I deputati che convivono estendono regolarmente la loro assicurazione anche a compagni o compagne.
“Il regolamento non indica ‘convivente di sesso diverso’, quindi avrebbe dovuto essere estesa automaticamente a Federico – racconta Scalfarotto, che in questa legislatura ha già presentato una legge sul matrimonio omosessuale -. Invece, all’ufficio di presidenza mi hanno detto ‘fai una domanda per questo e la valuteremo’. Io mi sono sentito umiliato come parlamentare e come cittadino. Alla fine ho dovuto presentare la domanda, anche se non ero d’accordo”.

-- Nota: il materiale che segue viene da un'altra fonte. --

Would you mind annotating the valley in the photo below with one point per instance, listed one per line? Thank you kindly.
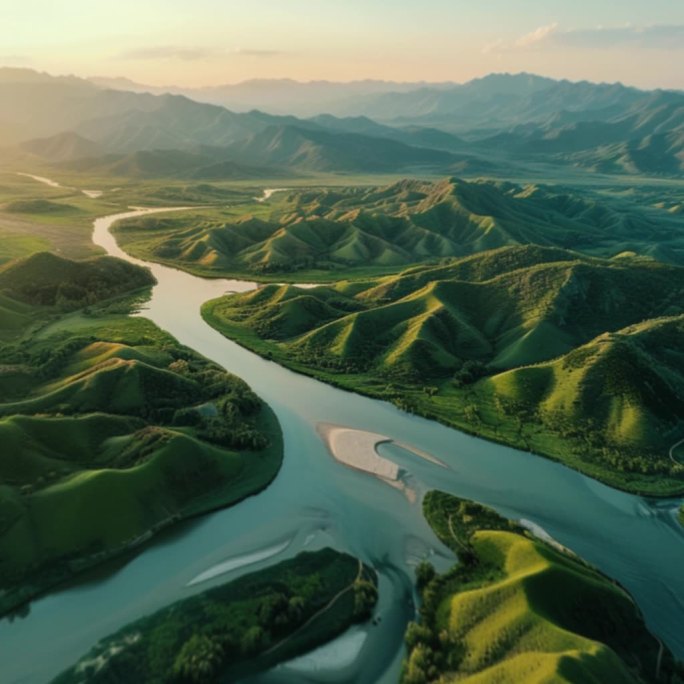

L’istanza dovrà ora essere valutata dal vicepresidente della Camera Roberto Giachetti (Pd). Scalfarotto spera che la sua domanda non faccia la fine di quella di Anna Paola Concia, deputata Pd omosessuale della passata legislatura, che aveva fatto richiesta di copertura per la sua compagna Ricarda.
“Purtroppo mi sono trovata di fronte un muro del centrodestra e di Buttiglione – spiega l’ex deputata -. Per cinque anni non mi hanno mai dato risposta, perchè sapevano che se mi avessero detto di no, io avrei fatto un ricorso interno, chiedendo che la copertura venisse tolta a tutti i conviventi dei parlamentari. Visto che in Italia le coppie di fatto non sono riconosciute fuori dal parlamento, non si vede perchè debbano essere riconosciute dentro. Ero l’unica su 945 parlamentari a non avere questo beneficio ( forse sarebbe meglio chiamarlo privilegio). Solo all’ultimo giorno della legislatura, quando ormai non potevo più fare ricorso, mi hanno detto di no”.

Ma se iniziassimo a levarla a tutti e a far risparmiare gli italiani?